= Kleptography =

Study of stealing information securely and subliminally

Kleptography is the study of stealing information securely and subliminally. The ideas were introduced by Adam Young and Moti Yung in the Proceedings of Advances in Cryptology – Crypto '96 and the term was coined in their EUROCRYPT '97 paper. Kleptography is a subfield of cryptovirology and is a natural extension of the theory of subliminal channels that was pioneered by Gus Simmons while at Sandia National Laboratory. A kleptographic backdoor is synonymously referred to as an asymmetric backdoor. Kleptography encompasses secure and covert communications through cryptosystems and cryptographic protocols. This is reminiscent of, but not the same as steganography that studies covert communications through graphics, video, digital audio data, and so forth.

== Kleptographic attack ==

=== Meaning ===
A kleptographic attack is an attack which uses asymmetric cryptography to implement a cryptographic backdoor. For example, one such attack could be to subtly modify how the public and private key pairs are generated by the cryptosystem so that the private key could be derived from the public key using the attacker's private key. In a well-designed attack, the outputs of the infected cryptosystem would be computationally indistinguishable from the outputs of the corresponding uninfected cryptosystem. If the infected cryptosystem is a black-box implementation such as a hardware security module, a smartcard, or a Trusted Platform Module, a successful attack could go completely unnoticed.

A reverse engineer might be able to uncover a backdoor inserted by an attacker, and when it is a symmetric backdoor, even use it themself. However, by definition a kleptographic backdoor is asymmetric and the reverse-engineer cannot use it. A kleptographic attack (asymmetric backdoor) requires a private key known only to the attacker in order to use the backdoor. In this case, even if the reverse engineer was well-funded and gained complete knowledge of the backdoor, it would remain useless for them to extract the plaintext without the attacker's private key.

=== Construction ===
Kleptographic attacks can be constructed as a cryptotrojan that infects a cryptosystem and opens a backdoor for the attacker, or can be implemented by the manufacturer of a cryptosystem. The attack does not necessarily have to reveal the entirety of the cryptosystem's output; a more complicated attack technique may alternate between producing uninfected output and insecure data with the backdoor present.

=== Design ===
Kleptographic attacks have been designed for RSA key generation, the Diffie–Hellman key exchange, the Digital Signature Algorithm, and other cryptographic algorithms and protocols. SSL, SSH, and IPsec protocols are vulnerable to kleptographic attacks. In each case, the attacker is able to compromise the particular cryptographic algorithm or protocol by inspecting the information that the backdoor information is encoded in (e.g., the public key, the digital signature, the key exchange messages, etc.) and then exploiting the logic of the asymmetric backdoor using their secret key (usually a private key).
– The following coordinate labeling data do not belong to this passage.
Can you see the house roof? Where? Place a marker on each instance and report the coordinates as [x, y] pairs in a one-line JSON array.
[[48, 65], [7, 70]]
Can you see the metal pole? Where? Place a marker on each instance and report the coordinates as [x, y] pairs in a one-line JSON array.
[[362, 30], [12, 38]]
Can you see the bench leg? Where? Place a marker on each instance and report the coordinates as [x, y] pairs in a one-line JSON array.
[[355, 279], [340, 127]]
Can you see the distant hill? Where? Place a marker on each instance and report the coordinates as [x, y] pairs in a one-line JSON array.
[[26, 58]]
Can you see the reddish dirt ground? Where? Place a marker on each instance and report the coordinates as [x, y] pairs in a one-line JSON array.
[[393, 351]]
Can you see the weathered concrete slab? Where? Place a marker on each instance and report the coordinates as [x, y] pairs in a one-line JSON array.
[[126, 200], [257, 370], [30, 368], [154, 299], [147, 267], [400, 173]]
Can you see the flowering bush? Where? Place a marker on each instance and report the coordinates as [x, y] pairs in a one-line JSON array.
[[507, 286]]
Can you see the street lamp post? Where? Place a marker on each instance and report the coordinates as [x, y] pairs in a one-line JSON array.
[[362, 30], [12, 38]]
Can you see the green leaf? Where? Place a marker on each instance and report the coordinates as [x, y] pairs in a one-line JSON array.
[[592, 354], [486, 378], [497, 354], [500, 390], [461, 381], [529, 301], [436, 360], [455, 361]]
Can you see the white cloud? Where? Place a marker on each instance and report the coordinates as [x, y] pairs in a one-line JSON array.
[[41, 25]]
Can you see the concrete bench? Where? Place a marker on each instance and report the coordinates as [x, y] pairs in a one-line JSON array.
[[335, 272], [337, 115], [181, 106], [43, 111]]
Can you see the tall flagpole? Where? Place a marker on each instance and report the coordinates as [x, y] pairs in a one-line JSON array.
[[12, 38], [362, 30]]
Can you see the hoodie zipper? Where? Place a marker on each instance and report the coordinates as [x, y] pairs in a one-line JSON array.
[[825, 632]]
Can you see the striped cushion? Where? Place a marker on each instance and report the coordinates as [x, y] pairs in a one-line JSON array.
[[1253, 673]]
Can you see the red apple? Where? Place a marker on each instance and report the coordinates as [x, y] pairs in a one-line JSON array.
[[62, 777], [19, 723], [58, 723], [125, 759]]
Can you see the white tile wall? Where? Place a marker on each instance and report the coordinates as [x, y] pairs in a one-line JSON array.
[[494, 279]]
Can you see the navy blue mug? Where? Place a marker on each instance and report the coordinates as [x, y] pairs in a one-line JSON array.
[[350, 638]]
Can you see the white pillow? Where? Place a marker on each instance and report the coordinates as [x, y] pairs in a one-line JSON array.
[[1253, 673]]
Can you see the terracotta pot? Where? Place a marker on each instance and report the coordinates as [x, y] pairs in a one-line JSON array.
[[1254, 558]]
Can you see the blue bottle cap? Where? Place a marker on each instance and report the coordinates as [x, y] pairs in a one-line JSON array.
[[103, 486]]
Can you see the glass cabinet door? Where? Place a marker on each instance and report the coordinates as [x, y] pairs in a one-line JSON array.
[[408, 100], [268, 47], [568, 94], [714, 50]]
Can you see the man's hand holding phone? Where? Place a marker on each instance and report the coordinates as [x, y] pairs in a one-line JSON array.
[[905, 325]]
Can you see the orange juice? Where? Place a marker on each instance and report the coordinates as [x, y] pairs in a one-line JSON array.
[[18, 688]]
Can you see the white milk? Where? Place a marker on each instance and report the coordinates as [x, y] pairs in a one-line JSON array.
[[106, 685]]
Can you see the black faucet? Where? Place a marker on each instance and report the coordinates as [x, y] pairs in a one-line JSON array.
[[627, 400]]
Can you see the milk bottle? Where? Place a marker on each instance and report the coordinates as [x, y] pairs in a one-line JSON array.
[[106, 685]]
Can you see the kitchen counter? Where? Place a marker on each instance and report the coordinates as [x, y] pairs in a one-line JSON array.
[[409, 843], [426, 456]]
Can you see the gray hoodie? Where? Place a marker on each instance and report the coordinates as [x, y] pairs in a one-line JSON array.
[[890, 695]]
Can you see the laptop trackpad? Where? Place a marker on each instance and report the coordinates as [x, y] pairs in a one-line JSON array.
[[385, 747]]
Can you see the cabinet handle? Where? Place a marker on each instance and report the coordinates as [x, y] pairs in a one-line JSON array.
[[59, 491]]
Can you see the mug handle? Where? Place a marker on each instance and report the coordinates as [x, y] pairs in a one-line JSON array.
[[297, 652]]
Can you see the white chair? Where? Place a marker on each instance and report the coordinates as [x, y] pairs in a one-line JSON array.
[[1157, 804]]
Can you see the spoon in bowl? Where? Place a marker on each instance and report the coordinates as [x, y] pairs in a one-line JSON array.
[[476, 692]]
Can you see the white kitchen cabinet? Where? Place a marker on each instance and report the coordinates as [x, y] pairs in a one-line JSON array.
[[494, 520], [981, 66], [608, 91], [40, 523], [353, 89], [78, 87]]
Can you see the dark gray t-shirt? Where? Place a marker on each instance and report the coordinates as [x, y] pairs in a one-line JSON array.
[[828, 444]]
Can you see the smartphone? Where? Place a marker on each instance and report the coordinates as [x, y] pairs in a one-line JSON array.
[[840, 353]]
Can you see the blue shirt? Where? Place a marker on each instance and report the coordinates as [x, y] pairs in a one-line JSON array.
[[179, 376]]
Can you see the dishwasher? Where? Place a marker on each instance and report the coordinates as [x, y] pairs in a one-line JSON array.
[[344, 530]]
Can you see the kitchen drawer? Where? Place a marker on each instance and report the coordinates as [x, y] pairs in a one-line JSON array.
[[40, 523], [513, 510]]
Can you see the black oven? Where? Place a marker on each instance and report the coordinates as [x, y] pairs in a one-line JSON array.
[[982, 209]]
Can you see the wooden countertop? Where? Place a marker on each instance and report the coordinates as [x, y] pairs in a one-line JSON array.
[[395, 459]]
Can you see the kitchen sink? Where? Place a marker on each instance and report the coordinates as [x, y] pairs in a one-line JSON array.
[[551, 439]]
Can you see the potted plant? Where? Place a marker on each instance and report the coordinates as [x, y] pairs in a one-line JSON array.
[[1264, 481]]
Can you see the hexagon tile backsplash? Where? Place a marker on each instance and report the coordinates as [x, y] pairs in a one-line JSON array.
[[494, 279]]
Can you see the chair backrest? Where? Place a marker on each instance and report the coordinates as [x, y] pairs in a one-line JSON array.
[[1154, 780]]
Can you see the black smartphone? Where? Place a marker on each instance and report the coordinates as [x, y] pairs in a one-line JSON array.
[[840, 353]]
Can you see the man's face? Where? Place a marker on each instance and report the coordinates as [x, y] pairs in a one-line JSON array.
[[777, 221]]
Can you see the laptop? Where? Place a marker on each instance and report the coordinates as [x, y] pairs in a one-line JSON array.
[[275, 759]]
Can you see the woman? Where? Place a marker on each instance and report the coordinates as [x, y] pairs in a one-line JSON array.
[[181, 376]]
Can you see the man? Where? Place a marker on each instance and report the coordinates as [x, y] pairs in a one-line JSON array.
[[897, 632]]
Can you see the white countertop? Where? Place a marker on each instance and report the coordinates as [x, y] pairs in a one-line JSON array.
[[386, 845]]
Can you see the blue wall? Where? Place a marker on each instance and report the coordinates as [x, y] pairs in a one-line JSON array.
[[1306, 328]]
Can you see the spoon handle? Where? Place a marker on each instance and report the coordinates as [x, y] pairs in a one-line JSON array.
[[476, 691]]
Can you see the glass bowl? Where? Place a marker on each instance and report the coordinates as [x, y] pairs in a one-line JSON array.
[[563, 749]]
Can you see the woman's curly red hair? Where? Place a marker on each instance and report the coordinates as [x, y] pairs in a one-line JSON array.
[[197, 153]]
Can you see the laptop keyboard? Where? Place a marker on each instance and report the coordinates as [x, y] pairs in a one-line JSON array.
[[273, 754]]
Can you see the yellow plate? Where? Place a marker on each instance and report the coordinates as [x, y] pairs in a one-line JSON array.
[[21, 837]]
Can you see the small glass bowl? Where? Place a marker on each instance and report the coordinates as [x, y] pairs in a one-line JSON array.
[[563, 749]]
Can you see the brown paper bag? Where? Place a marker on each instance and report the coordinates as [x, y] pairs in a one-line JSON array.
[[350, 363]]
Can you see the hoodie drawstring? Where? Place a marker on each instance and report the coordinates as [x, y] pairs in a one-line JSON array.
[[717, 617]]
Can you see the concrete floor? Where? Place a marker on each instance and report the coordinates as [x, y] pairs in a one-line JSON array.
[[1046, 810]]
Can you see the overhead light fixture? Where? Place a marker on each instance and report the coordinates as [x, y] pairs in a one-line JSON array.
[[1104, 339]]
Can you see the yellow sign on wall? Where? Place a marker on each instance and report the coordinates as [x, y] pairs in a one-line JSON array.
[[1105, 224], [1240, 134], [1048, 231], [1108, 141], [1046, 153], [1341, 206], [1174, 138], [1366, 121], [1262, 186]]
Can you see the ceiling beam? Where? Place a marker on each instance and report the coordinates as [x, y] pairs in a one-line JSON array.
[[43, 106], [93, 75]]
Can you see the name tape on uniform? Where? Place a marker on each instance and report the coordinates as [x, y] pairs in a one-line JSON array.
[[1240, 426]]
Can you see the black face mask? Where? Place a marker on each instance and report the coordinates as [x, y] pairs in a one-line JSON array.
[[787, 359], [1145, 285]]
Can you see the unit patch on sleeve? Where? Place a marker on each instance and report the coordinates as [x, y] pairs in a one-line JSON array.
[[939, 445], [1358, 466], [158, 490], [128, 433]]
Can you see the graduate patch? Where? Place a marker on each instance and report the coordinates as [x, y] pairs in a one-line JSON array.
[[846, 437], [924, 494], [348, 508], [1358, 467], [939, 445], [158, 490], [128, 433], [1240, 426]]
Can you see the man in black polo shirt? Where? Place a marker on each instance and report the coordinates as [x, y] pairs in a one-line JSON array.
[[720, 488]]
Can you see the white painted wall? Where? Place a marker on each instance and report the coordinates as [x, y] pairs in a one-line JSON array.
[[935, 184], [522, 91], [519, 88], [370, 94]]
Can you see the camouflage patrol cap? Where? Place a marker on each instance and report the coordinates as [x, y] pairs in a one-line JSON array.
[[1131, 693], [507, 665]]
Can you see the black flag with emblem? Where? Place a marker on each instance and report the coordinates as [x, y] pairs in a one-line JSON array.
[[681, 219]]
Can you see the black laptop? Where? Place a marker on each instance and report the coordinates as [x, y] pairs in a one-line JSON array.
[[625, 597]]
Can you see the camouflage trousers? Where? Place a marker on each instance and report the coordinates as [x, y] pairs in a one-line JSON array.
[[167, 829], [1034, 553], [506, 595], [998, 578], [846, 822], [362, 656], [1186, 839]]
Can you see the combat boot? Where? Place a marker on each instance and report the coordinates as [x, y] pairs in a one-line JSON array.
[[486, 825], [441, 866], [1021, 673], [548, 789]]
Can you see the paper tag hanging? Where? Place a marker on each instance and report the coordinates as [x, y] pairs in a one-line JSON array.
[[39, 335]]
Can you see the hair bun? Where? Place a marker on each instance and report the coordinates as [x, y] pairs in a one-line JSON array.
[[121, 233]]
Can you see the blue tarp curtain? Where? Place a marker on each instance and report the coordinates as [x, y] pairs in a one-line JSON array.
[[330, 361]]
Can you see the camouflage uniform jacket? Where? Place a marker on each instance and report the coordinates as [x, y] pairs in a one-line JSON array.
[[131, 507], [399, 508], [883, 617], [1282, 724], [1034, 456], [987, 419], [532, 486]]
A. Juels and J. Guajardo proposed a method (KEGVER) through which a third party can verify RSA key generation. This is devised as a form of distributed key generation in which the secret key is only known to the black box itself. This assures that the key generation process was not modified and that the private key cannot be reproduced through a kleptographic attack.

=== Examples ===
Four practical examples of kleptographic attacks (including a simplified SETUP attack against RSA) can be found in JCrypTool 1.0, the platform-independent version of the open-source CrypTool project. A demonstration of the prevention of kleptographic attacks by means of the KEGVER method is also implemented in JCrypTool.

The Dual_EC_DRBG cryptographic pseudo-random number generator from the NIST SP 800-90A is thought to contain a kleptographic backdoor. Dual_EC_DRBG utilizes elliptic curve cryptography, and NSA is thought to hold a private key which, together with bias flaws in Dual_EC_DRBG, allows NSA to decrypt SSL traffic between computers using Dual_EC_DRBG for example. The algebraic nature of the attack follows the structure of the repeated Dlog Kleptogram in the work of Young and Yung.